Last month I wrote some meanderings on ECM and if it still an important application and questioned if the ‘name’ has somewhat dated the term and perhaps it would be better if the whole name be reinvented? I actually received a flurry of responses. All, happened to agree with me. I honestly hadn’t realized that the subject of ECM could raise so much dander! So we will continue this train of thought.
Back in 2000, when the term was coined, it did suit a purpose. Does it anymore? Or is what I would define as Enterprise Content Management, not even a remote component of traditional ECM? Look at the content explosion, and the IDC statistic that asserts 80% of business decisions being made on unstructured content, someone, somewhere better be managing it. Yet, according to the Forrester survey, 44% of respondents attributed poor content strategy as the leading cause of dissatisfaction with ECM. Huh? I think I don’t know what’s going on here, which happens more frequently than I would like to admit.
In our business, since we do proffer to manage content, I am continually surprised at a lack of content management. Who’s running content management? It appears, no one is. We recently compiled survey results from a SharePoint and Office 365 Metadata survey (no vendor hype), and text analytics was a big priority for the future.
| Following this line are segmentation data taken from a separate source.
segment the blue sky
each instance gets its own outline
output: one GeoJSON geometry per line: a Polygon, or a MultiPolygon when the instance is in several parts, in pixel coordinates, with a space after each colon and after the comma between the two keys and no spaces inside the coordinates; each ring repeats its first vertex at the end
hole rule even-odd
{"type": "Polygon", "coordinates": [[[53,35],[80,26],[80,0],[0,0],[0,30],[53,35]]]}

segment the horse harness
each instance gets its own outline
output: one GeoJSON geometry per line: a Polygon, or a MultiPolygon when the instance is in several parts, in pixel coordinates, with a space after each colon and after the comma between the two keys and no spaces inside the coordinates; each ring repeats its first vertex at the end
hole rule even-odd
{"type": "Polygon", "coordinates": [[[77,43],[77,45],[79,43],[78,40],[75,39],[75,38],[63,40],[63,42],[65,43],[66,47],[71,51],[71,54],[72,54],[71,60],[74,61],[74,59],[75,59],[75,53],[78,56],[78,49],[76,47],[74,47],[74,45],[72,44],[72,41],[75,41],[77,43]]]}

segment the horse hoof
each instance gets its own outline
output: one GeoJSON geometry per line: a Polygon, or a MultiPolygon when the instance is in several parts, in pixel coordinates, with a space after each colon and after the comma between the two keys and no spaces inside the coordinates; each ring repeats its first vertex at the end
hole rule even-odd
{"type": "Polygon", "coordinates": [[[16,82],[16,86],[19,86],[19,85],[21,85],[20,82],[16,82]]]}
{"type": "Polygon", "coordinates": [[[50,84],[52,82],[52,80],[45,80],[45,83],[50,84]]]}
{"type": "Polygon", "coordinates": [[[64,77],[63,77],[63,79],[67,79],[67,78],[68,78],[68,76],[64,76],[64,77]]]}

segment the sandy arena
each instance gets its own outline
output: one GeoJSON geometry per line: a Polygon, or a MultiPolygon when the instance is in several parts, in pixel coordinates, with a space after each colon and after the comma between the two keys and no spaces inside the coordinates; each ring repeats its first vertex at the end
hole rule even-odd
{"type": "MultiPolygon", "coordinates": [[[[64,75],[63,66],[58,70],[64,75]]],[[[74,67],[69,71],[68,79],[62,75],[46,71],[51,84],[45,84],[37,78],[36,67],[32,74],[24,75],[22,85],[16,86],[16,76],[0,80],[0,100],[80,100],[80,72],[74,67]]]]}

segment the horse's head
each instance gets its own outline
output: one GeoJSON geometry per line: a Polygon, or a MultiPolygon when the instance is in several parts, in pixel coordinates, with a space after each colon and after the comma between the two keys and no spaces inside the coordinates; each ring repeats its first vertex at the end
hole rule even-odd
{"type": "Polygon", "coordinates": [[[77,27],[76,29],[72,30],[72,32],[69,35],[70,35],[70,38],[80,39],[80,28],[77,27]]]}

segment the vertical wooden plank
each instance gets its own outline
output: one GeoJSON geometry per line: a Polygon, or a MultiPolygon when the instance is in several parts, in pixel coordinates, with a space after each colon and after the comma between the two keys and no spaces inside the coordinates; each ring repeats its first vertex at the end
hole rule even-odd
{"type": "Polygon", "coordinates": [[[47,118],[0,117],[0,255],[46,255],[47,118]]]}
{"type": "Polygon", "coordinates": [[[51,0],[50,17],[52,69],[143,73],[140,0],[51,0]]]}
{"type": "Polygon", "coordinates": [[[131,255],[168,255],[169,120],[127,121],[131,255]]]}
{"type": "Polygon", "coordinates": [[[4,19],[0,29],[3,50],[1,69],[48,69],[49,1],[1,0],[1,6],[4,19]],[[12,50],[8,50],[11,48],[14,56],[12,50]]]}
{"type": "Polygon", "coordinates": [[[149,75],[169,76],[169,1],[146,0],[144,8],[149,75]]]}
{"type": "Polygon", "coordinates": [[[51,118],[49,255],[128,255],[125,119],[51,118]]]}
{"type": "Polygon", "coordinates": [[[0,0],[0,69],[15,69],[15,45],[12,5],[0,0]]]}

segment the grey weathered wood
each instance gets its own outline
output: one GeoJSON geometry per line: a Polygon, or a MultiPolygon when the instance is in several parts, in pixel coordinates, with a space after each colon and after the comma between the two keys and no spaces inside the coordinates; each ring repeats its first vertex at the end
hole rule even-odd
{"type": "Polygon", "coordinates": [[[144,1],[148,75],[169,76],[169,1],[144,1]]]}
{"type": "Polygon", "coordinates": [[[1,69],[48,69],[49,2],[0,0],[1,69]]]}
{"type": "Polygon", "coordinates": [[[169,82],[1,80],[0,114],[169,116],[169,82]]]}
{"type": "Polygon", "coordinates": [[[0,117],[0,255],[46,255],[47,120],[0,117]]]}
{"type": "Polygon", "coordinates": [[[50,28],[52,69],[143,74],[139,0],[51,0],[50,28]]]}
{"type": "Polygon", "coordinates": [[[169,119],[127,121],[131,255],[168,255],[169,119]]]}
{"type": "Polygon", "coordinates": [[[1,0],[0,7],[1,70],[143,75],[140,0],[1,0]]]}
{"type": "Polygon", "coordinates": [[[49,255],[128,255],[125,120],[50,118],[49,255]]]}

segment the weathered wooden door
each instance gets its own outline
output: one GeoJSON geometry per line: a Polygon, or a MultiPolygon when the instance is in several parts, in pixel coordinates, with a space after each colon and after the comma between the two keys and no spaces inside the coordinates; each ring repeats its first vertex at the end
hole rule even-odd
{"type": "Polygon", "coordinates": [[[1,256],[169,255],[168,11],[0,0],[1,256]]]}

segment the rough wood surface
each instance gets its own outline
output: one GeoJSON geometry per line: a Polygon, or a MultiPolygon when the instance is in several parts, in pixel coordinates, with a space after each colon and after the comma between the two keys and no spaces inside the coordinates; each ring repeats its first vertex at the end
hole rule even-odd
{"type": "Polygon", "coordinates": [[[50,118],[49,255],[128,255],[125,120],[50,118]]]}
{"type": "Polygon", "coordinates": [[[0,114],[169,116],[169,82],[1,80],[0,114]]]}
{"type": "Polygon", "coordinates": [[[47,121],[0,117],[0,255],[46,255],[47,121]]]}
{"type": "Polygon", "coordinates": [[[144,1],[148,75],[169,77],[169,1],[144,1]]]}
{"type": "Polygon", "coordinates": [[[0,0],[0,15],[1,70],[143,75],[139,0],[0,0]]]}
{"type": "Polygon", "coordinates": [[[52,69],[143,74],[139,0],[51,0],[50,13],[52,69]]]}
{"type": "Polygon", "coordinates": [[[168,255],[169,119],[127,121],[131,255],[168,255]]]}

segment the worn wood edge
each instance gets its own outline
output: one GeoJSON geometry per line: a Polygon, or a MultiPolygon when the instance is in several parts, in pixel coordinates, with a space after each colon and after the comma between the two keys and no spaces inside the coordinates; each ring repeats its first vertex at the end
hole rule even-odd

Yet, few were even using metadata to improve traditional applications such as search, records management, data privacy, legal, eDiscovery, etc. How on earth do you get to text analytics when content isn’t managed?
I’m not sure the crux of the problem. Whose responsibility is content management? Is it flying under executive management radar? How can you focus on improving, say records management, and not tie it back into content management? What about search? Without the management of content, search becomes ineffective and nonproductive.
Who in your organization manages content? Is it managed at the enterprise level? If not, where is it managed? I guess the most important question, is it managed?